Der letzte Punkt, zu Beschluss 4! Wir wollen keinen konfessionell gebundenen Religionsunterricht, und ich finde, die Perspektive geht genau 180 Grad in die Gegenrichtung. Insgesamt finde ich, dass Ihr Antrag ein Mittel zu dem Zweck ist, nachträglich ein bisschen Sand ins Getriebe streuen zu wollen.

(Abg. I m h o f f [CDU]: So ein Unsinn!)

Ich finde, die richtigen Forderungen, die Sie haben, sind schon in dem Vertrag verankert, und die anderen Forderungen sind rückschrittlich, und das machen wir nicht mit. Wir lehnen Ihren Antrag entschieden ab. – Herzlichen Dank für Ihre Aufmerksamkeit!

(Beifall beim Bündnis 90/Die Grünen und bei der SPD)

Als nächster Redner hat das Wort der Abgeordnete Timke.

Frau Präsidentin, meine Damen und Herren! Der Senat legt uns heute einen Vertrag zwischen der Freien Hansestadt Bremen und den islamischen Religionsgemeinschaften zur Beschlussfassung vor. Die Übereinkunft sieht unter anderem die Einführung von drei islamischen Feiertagen, das Recht zur Bestattung nach islamischen Riten auf kommunalen Friedhöfen sowie die religiöse Betreuung in öffentlichen Einrichtungen vor.
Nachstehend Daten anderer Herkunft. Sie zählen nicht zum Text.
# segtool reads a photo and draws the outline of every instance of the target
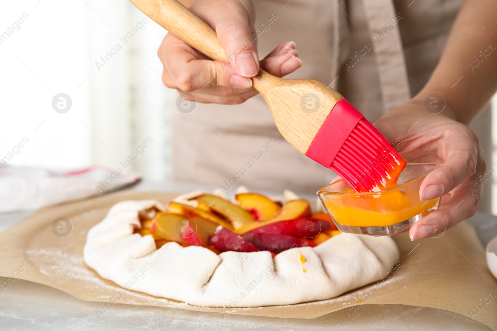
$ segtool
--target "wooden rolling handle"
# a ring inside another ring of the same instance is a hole
[[[216,32],[177,0],[131,1],[149,17],[193,48],[213,60],[229,62]],[[267,103],[282,135],[304,154],[331,109],[343,97],[320,82],[311,79],[286,79],[262,69],[252,78],[252,81],[253,86]],[[315,103],[318,105],[315,110],[309,111],[303,105],[309,100],[306,96],[309,95],[314,96],[313,100],[318,102]]]
[[[131,0],[146,15],[169,32],[211,59],[229,62],[212,28],[177,0]],[[262,93],[262,81],[277,79],[262,69],[254,87]]]

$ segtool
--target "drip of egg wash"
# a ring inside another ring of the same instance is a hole
[[[300,253],[300,262],[302,263],[303,265],[304,265],[304,263],[306,263],[306,258],[304,257],[304,256],[302,255],[302,253]],[[303,271],[304,272],[307,272],[307,270],[306,270],[305,268],[304,268],[302,271]]]

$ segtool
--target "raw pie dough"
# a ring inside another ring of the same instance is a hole
[[[165,210],[153,200],[113,206],[88,232],[86,265],[122,287],[157,297],[207,307],[257,307],[337,296],[386,277],[399,259],[390,237],[348,233],[314,248],[291,249],[274,260],[268,252],[216,255],[174,242],[158,250],[152,236],[133,234],[134,226],[141,226],[138,211],[154,206]]]

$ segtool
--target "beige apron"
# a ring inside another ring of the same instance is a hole
[[[287,1],[254,1],[260,58],[293,40],[303,66],[288,78],[331,84],[371,122],[424,85],[459,8],[457,0]],[[175,104],[172,114],[174,180],[312,194],[335,176],[283,139],[260,95],[188,114]]]

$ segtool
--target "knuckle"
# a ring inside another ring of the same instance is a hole
[[[473,153],[471,153],[473,154]],[[468,158],[466,164],[468,166],[468,171],[470,176],[473,176],[476,173],[476,163],[477,155],[470,155]]]
[[[478,202],[477,201],[472,202],[469,206],[468,210],[468,218],[472,217],[476,213],[476,210],[478,208]]]
[[[176,81],[178,87],[185,92],[194,90],[193,76],[188,70],[182,70],[176,74]]]

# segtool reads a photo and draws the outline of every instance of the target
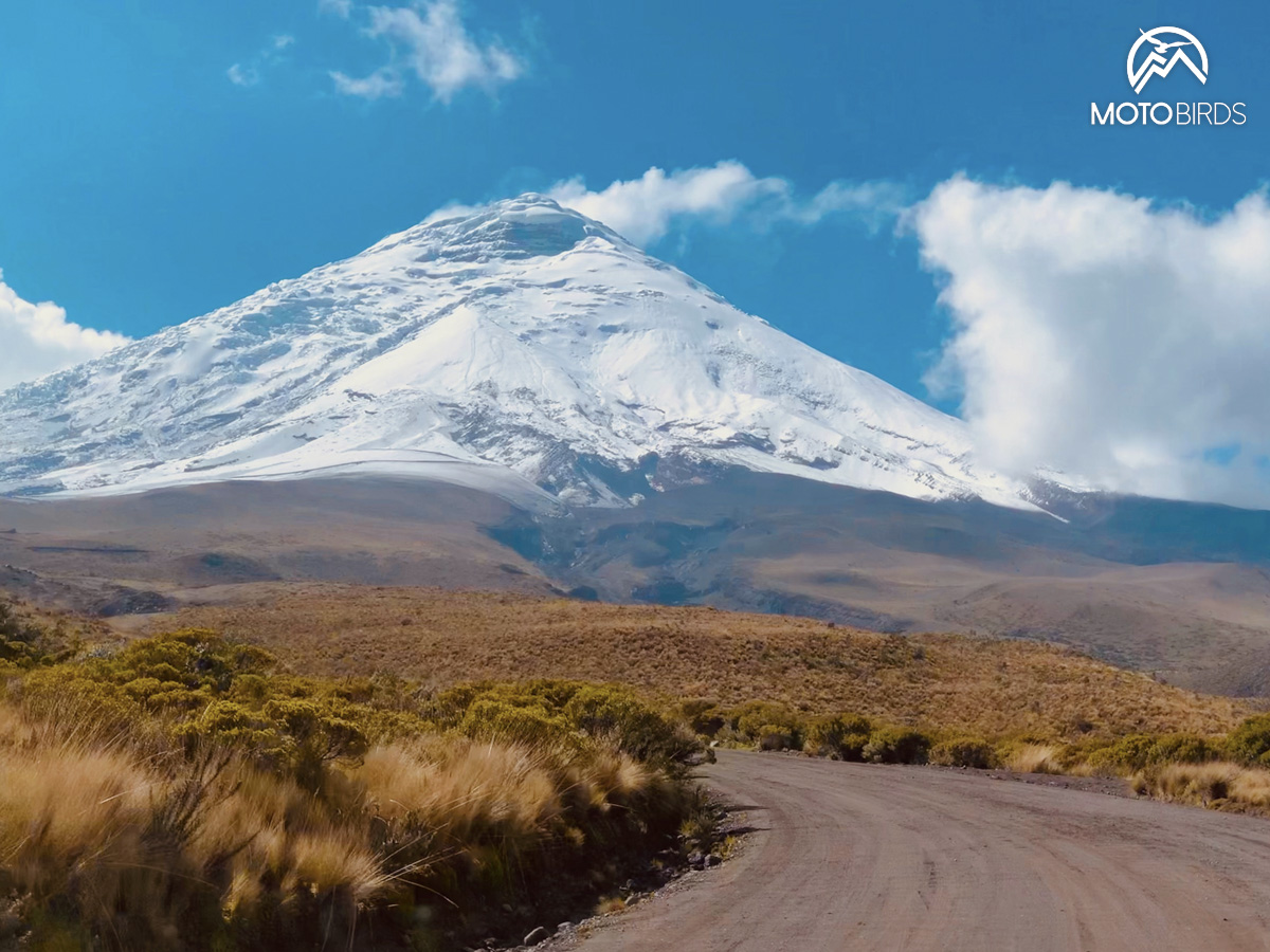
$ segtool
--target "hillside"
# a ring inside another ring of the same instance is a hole
[[[305,674],[390,673],[436,688],[582,678],[983,734],[1214,734],[1248,711],[1035,642],[899,637],[806,618],[512,593],[260,584],[234,598],[146,625],[216,628]]]

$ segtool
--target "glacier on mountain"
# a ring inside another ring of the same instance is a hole
[[[0,493],[415,475],[622,505],[723,467],[1033,508],[966,425],[540,195],[0,393]]]

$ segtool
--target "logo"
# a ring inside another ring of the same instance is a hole
[[[1140,94],[1152,76],[1167,77],[1177,63],[1185,65],[1200,83],[1208,83],[1208,53],[1194,33],[1181,27],[1156,27],[1152,30],[1138,32],[1142,36],[1129,51],[1128,62],[1129,85],[1134,93]],[[1147,46],[1152,50],[1139,62],[1139,52]],[[1195,65],[1191,53],[1199,56],[1199,66]]]
[[[1140,34],[1129,48],[1129,58],[1125,61],[1125,74],[1129,76],[1129,86],[1134,93],[1142,95],[1142,90],[1152,79],[1160,76],[1168,79],[1173,67],[1181,63],[1200,81],[1208,85],[1208,51],[1190,30],[1181,27],[1156,27],[1154,29],[1138,28]],[[1226,93],[1224,80],[1219,80],[1218,94]],[[1157,83],[1152,89],[1166,89],[1162,83]],[[1182,84],[1179,89],[1190,88]],[[1233,90],[1232,90],[1233,91]],[[1106,100],[1104,100],[1106,102]],[[1128,103],[1106,102],[1106,105],[1090,103],[1091,126],[1243,126],[1248,121],[1245,112],[1247,103],[1179,103],[1161,102],[1148,103],[1137,99]]]

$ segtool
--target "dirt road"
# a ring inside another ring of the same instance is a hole
[[[720,751],[742,856],[583,952],[1270,949],[1270,821],[955,770]]]

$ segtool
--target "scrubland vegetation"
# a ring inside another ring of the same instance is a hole
[[[780,702],[804,717],[846,710],[984,736],[1213,735],[1253,713],[1234,698],[1181,691],[1053,645],[878,635],[709,608],[265,585],[253,589],[250,603],[194,608],[160,623],[222,631],[314,675],[387,670],[437,688],[474,678],[575,678],[726,707]]]
[[[0,948],[466,947],[712,844],[700,741],[622,689],[305,678],[199,630],[47,641],[0,641]]]
[[[221,609],[225,635],[113,642],[0,608],[0,951],[518,938],[720,849],[719,810],[688,777],[706,741],[1123,777],[1270,811],[1270,715],[1060,649],[370,598],[375,623],[318,599],[316,621]],[[385,665],[352,654],[362,640],[415,680],[372,674]],[[634,688],[594,683],[624,674]]]

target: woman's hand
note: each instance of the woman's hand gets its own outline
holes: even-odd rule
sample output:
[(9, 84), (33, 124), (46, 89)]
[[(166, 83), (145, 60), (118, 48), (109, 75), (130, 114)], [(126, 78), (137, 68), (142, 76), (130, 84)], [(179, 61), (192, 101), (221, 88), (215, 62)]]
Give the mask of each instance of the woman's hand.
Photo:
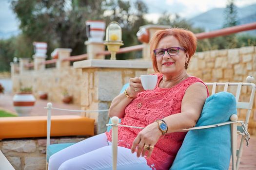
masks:
[(161, 136), (162, 132), (159, 129), (157, 122), (154, 122), (148, 125), (138, 133), (133, 141), (131, 148), (132, 153), (135, 152), (137, 147), (137, 157), (139, 157), (140, 155), (144, 156), (147, 151), (147, 157), (150, 157), (155, 145)]
[(130, 86), (127, 88), (127, 93), (129, 96), (136, 98), (138, 92), (144, 91), (143, 88), (140, 78), (134, 77), (130, 79)]

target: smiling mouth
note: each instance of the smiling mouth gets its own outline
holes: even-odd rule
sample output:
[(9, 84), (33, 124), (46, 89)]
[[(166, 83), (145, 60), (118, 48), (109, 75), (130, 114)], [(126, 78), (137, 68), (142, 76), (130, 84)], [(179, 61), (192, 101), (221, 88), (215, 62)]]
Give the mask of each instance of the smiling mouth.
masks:
[(172, 65), (173, 64), (174, 64), (174, 63), (173, 63), (173, 62), (167, 62), (167, 63), (163, 63), (162, 65), (163, 66), (171, 66), (171, 65)]

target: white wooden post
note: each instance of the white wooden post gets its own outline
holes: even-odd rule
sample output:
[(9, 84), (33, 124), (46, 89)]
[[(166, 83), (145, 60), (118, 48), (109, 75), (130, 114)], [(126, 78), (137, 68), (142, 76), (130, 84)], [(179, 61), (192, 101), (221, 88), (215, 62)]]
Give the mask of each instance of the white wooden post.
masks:
[(113, 126), (112, 126), (112, 160), (113, 170), (117, 170), (117, 164), (118, 163), (118, 126), (117, 126), (118, 123), (119, 119), (114, 116), (111, 118), (111, 121)]

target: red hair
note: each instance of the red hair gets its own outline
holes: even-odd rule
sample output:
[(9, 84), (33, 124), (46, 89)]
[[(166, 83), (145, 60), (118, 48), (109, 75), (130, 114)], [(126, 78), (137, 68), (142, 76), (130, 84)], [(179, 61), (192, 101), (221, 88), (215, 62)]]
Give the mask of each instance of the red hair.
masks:
[(197, 49), (197, 38), (195, 34), (190, 31), (175, 28), (156, 32), (150, 41), (150, 56), (153, 62), (153, 68), (156, 72), (159, 71), (158, 69), (157, 60), (153, 50), (157, 48), (159, 41), (162, 38), (168, 35), (173, 35), (176, 38), (181, 47), (186, 49), (185, 52), (187, 52), (189, 55), (188, 63)]

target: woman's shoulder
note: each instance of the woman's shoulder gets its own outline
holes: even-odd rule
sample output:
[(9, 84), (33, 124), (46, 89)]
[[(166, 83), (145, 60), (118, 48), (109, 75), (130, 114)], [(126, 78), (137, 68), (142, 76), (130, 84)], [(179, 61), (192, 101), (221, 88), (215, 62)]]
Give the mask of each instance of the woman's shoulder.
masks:
[(188, 77), (186, 80), (187, 81), (187, 82), (191, 83), (201, 82), (204, 84), (204, 83), (201, 79), (193, 76), (191, 76)]
[[(202, 89), (203, 89), (204, 90), (206, 88), (206, 91), (207, 92), (207, 96), (209, 96), (209, 91), (207, 86), (206, 85), (205, 85), (204, 82), (203, 82), (202, 80), (201, 80), (201, 79), (195, 76), (191, 76), (188, 77), (187, 79), (188, 81), (187, 82), (187, 85), (186, 85), (186, 90), (191, 85), (194, 85), (197, 86), (199, 87), (200, 88), (201, 88)], [(196, 84), (196, 83), (201, 83)]]
[(150, 75), (157, 75), (158, 80), (159, 80), (159, 79), (163, 77), (163, 75), (162, 74), (159, 73), (152, 73), (152, 74), (150, 74)]

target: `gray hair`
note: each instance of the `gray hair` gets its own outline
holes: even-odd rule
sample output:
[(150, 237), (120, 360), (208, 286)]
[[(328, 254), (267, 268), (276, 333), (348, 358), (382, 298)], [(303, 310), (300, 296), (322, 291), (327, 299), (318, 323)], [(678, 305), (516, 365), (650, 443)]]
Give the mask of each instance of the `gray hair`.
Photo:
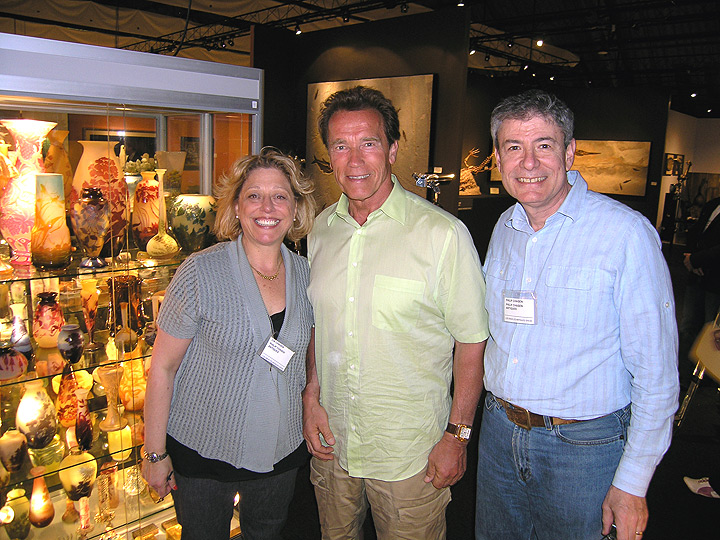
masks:
[(490, 115), (490, 134), (495, 148), (500, 125), (505, 120), (529, 120), (533, 116), (542, 116), (556, 124), (563, 132), (567, 148), (573, 139), (575, 116), (563, 101), (544, 90), (528, 90), (498, 103)]

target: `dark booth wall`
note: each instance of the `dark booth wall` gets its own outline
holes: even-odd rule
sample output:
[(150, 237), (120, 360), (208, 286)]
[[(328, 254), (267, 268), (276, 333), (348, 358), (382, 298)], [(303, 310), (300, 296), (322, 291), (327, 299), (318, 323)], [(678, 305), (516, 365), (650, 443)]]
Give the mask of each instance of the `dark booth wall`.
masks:
[[(434, 74), (428, 167), (458, 175), (467, 51), (468, 19), (457, 8), (300, 36), (257, 27), (253, 66), (265, 70), (265, 144), (304, 155), (309, 83)], [(457, 213), (457, 193), (457, 180), (443, 185), (443, 208)]]

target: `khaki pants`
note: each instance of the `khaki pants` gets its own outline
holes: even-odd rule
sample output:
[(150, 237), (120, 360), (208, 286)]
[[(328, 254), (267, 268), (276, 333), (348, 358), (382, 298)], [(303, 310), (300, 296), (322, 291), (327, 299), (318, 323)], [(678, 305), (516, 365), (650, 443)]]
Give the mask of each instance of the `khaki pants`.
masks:
[(323, 540), (362, 539), (368, 503), (378, 540), (444, 540), (450, 488), (436, 489), (424, 478), (424, 469), (397, 482), (353, 478), (336, 459), (312, 458)]

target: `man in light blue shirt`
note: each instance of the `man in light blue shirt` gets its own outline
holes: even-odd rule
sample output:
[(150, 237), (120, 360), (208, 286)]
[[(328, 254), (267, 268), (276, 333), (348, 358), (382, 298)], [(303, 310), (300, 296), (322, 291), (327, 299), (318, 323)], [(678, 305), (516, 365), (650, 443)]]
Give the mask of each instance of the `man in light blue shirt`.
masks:
[(491, 131), (518, 203), (498, 220), (483, 267), (477, 539), (597, 540), (613, 525), (619, 540), (641, 539), (678, 397), (658, 235), (570, 171), (573, 115), (554, 96), (507, 98)]

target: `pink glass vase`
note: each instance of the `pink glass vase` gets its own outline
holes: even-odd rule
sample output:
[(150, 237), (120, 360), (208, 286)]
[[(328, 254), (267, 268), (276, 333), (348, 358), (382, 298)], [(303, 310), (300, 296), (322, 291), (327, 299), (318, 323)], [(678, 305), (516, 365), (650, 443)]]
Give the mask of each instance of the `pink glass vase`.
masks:
[(10, 179), (0, 196), (0, 234), (13, 250), (10, 263), (31, 263), (30, 233), (35, 223), (35, 174), (44, 173), (42, 143), (55, 122), (0, 120), (15, 140), (19, 176)]

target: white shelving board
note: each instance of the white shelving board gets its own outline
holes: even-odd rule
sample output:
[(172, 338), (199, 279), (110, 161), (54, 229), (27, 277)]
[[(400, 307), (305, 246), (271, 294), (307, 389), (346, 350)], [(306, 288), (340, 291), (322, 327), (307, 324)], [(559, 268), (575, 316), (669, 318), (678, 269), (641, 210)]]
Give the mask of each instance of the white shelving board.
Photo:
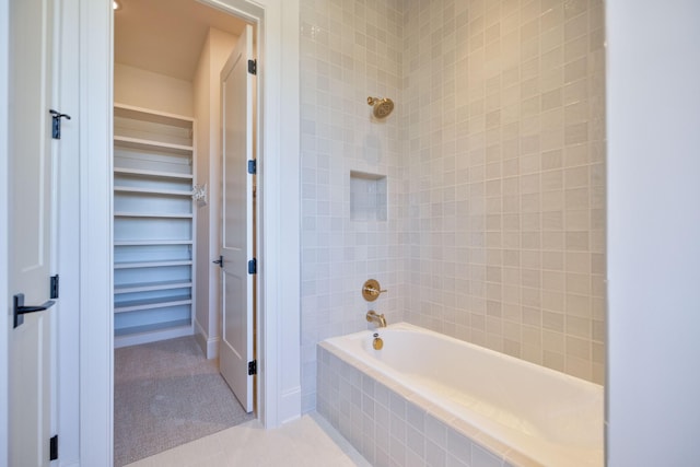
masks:
[(114, 106), (115, 347), (192, 334), (195, 120)]

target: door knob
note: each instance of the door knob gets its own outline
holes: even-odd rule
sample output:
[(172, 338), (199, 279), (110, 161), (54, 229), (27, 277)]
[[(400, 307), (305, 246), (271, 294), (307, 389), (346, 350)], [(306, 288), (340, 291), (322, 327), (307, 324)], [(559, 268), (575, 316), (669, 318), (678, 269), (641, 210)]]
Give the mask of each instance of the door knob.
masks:
[(24, 306), (23, 293), (18, 293), (16, 295), (14, 295), (12, 299), (12, 302), (13, 302), (12, 314), (14, 316), (14, 327), (18, 327), (24, 323), (24, 315), (26, 315), (27, 313), (43, 312), (44, 310), (50, 308), (51, 306), (54, 306), (54, 303), (56, 303), (52, 300), (49, 300), (48, 302), (45, 302), (43, 305), (39, 305), (39, 306)]

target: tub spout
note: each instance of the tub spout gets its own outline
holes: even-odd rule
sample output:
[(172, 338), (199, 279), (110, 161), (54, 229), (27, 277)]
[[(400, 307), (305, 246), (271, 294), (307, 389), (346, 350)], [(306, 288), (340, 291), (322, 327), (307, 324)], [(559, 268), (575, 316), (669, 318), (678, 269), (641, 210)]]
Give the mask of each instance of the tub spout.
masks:
[(369, 323), (376, 323), (378, 327), (386, 327), (386, 318), (384, 315), (378, 315), (374, 310), (370, 310), (366, 315)]

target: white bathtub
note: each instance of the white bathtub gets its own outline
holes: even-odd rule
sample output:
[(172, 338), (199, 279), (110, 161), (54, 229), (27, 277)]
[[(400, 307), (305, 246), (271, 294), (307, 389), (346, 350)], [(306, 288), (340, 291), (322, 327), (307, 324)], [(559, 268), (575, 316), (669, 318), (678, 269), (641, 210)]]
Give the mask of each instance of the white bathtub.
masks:
[(406, 323), (378, 332), (378, 351), (372, 331), (320, 346), (447, 425), (487, 445), (495, 440), (501, 455), (524, 456), (527, 465), (603, 466), (602, 386)]

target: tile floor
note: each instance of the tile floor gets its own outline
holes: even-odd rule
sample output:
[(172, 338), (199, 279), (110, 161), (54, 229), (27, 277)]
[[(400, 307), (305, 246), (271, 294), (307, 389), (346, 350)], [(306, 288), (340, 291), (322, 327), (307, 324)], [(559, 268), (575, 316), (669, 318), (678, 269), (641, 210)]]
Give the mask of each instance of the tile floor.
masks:
[(183, 444), (127, 467), (370, 466), (330, 424), (311, 413), (277, 430), (257, 420)]

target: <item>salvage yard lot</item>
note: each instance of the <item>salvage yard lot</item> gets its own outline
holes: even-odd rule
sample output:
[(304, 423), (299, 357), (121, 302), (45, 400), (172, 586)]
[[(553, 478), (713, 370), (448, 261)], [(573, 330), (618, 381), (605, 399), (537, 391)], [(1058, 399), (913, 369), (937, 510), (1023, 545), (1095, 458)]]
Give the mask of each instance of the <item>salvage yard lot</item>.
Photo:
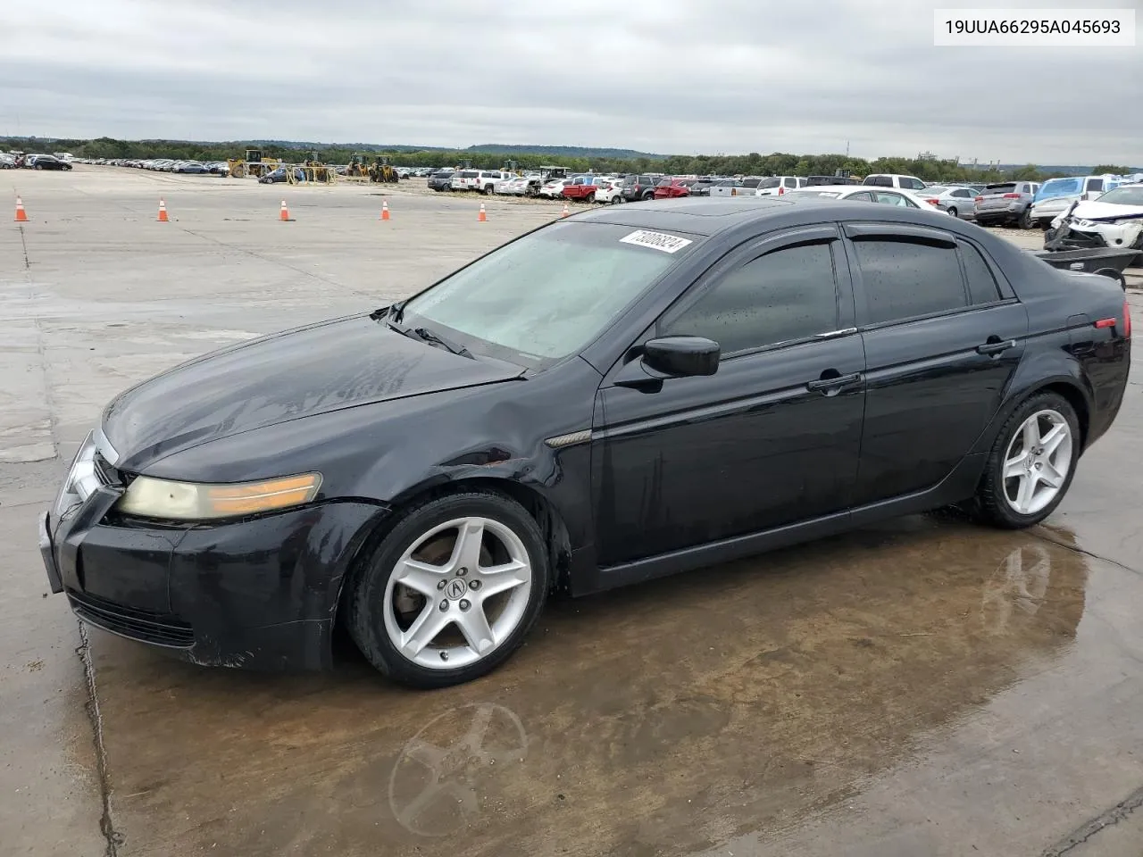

Mit der Beschlussfassung wird Bremen nach Hamburg das zweite Bundesland sein, das eine Regelung zwischen dem Land und den muslimischen Verbänden verbindlich vorschreibt.

Aus Sicht der Bürger in Wut ist dieser Vertrag aus einer ganzen Reihe von Gründen aber abzulehnen. Grundsätzlich, meine Damen und Herren, möchte ich für die Bürger in Wut feststellen, dass wir derartigen Verträgen mit allen Konfessionen oder Religionsgemeinschaften kritisch gegenüberstehen, denn wir befürworten eine möglichst weitgehende Trennung zwi

schen Religion beziehungsweise Kirchen und Staat. Unabhängig davon ist der Vertragsentwurf aber auch inhaltlich abzulehnen. Vergleicht man die Bremer Vereinbarung zum Beispiel mit dem bestehenden Hamburger Vertrag, dann fällt auf, dass der uns vorliegende Vertragsentwurf hinter dem in Hamburg verfassten Regelwerk zurückbleibt.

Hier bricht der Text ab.